The Move From Cloud To Real Time Embedded Machine Learning

The Move From Cloud To Real Time Embedded Machine Learning

Cloud To Local Embedded System Processing

Poor connectivity, data quantity, real time decision making requirements and security concerns means cloud computing for many customers is not an option. However moving expensive, power hungry computing processing hardware to the location of the application is also not an option.

A general requirement is an embedded type system which might be similar in size to a standard Smart Phone. General requirements are often, low power, a reasonable level of performance and near real time processing.

Our Lessons

In the move from Cloud Machine Learning to Embedded Solutions we have encountered 4 key elements, which have proved highly critical to our products.

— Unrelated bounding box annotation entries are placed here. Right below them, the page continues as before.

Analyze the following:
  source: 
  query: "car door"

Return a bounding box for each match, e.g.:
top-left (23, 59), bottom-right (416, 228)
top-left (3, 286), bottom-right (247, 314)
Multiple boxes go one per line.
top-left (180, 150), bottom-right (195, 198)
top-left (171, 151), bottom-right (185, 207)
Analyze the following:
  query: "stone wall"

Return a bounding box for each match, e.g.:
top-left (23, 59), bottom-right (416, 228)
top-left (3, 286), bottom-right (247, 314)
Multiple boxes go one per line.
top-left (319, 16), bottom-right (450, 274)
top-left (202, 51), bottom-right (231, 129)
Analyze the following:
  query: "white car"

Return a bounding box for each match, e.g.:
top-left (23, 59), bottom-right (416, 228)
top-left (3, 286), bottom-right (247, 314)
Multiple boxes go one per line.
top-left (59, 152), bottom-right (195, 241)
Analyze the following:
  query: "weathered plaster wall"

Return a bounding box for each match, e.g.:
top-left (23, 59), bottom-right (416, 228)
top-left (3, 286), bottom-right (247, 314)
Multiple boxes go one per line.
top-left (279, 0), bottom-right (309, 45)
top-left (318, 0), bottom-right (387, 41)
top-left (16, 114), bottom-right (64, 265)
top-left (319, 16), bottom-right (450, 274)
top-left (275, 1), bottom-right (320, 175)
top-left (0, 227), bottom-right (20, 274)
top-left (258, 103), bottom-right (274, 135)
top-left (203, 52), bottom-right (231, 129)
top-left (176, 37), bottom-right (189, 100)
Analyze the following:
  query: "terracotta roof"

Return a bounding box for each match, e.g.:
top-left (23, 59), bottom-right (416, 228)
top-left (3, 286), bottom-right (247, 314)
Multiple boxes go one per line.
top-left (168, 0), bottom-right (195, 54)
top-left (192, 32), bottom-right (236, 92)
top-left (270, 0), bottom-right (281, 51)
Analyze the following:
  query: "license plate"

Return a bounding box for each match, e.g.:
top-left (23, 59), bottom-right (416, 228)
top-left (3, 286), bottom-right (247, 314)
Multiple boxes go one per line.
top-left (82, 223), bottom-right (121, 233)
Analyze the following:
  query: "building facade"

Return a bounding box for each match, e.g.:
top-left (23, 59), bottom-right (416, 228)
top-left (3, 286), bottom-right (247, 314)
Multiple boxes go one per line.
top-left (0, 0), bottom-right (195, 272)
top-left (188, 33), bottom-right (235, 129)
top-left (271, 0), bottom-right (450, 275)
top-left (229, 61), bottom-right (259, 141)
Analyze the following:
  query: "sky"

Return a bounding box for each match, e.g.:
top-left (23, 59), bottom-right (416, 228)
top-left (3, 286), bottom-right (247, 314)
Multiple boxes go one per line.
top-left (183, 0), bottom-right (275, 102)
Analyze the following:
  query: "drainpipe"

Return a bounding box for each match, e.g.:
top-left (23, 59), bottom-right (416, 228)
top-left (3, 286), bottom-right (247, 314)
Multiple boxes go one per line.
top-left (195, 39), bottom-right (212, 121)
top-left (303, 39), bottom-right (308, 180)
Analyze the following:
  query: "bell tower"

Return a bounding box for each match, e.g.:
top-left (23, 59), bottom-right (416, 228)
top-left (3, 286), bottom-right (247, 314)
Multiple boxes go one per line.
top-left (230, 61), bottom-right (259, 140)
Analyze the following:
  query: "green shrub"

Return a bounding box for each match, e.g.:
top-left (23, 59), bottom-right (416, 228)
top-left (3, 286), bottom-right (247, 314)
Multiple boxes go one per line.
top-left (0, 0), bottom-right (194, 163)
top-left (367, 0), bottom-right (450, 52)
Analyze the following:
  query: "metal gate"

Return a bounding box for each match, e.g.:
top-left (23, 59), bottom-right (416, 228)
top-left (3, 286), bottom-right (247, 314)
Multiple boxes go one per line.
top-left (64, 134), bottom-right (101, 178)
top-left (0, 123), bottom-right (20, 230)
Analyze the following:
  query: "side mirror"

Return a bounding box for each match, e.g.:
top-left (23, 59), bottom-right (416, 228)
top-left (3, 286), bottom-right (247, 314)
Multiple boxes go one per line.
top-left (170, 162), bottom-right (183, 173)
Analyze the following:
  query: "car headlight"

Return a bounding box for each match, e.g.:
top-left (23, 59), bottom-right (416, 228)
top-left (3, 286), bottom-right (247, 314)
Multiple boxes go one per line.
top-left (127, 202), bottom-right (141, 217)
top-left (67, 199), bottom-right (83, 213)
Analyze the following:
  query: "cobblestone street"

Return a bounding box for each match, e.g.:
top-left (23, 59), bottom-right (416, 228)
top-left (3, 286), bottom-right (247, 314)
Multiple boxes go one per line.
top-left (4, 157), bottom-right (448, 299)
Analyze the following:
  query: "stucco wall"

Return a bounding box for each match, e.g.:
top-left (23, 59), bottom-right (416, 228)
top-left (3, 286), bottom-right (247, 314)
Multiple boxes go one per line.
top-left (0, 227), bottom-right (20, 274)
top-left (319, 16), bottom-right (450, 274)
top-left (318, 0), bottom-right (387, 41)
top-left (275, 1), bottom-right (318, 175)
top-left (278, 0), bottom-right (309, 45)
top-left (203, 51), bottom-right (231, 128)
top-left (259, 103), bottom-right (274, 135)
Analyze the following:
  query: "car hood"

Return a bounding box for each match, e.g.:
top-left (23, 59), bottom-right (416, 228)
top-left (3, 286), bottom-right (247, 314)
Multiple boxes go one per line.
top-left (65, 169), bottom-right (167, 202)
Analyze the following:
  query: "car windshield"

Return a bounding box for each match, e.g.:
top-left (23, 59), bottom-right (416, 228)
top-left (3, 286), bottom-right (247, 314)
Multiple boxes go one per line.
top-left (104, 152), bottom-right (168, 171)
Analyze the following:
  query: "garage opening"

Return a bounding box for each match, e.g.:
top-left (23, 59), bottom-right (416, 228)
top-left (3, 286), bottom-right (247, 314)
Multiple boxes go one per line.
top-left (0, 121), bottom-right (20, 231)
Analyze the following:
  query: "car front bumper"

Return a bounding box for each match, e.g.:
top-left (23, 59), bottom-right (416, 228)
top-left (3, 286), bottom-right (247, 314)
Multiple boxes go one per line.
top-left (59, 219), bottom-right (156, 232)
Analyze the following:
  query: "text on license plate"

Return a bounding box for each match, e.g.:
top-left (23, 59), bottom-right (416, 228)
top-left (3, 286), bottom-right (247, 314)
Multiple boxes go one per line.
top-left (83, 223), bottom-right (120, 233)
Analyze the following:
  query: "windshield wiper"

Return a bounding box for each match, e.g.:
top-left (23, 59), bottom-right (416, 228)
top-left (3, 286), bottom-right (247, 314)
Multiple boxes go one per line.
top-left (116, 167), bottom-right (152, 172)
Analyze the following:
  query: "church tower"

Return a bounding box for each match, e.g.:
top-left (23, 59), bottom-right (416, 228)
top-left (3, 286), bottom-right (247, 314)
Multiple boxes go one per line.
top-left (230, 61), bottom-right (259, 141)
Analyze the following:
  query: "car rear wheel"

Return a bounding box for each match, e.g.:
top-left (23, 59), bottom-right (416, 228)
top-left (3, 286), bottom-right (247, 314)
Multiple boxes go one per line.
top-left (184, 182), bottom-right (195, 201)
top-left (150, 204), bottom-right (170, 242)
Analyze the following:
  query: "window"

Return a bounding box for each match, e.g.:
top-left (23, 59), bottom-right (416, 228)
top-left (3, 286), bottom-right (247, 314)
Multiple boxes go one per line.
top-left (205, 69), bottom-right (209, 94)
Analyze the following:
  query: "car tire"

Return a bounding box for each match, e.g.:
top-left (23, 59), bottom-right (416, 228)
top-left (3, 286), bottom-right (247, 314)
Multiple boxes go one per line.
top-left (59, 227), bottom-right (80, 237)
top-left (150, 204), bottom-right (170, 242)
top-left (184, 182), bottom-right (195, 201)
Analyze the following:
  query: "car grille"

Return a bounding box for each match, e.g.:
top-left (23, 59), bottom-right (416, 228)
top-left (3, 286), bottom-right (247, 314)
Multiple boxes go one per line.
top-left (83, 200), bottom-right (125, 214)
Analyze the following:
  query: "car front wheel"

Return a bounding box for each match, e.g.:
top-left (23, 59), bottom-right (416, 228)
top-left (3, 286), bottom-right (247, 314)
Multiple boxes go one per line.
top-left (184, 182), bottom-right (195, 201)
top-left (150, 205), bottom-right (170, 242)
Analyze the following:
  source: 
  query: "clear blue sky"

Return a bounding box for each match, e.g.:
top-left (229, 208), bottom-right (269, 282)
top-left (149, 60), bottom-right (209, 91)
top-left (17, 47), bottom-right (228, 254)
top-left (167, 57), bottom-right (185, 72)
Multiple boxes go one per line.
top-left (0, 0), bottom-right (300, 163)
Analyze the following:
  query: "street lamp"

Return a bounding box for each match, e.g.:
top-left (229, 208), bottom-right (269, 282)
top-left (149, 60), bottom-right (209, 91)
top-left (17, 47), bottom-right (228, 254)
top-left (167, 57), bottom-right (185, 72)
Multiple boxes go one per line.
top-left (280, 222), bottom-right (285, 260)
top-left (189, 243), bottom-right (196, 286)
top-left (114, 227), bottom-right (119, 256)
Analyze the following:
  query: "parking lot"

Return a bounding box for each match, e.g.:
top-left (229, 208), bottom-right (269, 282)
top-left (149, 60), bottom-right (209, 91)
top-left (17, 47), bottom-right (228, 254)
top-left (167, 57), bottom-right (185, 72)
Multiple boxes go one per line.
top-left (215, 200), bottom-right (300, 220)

  1. The need for focused applications, with narrow clear objectives
  2. The ability to update Algorithms and Parameters allowing a continuously evolving, improving system
  3. Automatic Embedded Code Generation System to speed up the development process
  4. Well designed customized SOC/Board design For Real Time Processing

Focused Application

Generally the requirements for Machine Learning applications are quite focussed with narrow application specific aims. They vary from Heart problem detection, to the prediction of hardware failures. The key is to clearly define your requirements and produce an algorithm which performs well for those requirements.

This alone goes a long way to enabling them to be carried out on embedded systems. Even with this reduction in complexity, they often remain beyond most standard SOC designs.

Common solutions are:-

  1. GPU Accelerated Systems
  2. Multi-core DSP Solutions With Instruction Customization
  3. Custom FPGA Designs
  4. Custom LSI

Training And Application

Training of Machine Learning algorithms remains an off line task. Embedded systems simply cannot match the processing power of common cloud servers with GPU or FPGA co-processors. The embedded system as a result simply implements the trained network.

System Updates

Updating the system can take two forms:-

  1. Replacing the entire firmware (entire algorithm)
  2. Updating the Machine Learning Algorithm Parameters

The ability to update the system, as training data quantity and quality increases is vital. There is the possibility of better tuned algorithms and or even a change in the algorithms.

With such possibilities, care must be taken when designing customer SOCs. There is the risk the SOC is so highly customized, future upgrades, are no longer able to take advantage of the custom hardware.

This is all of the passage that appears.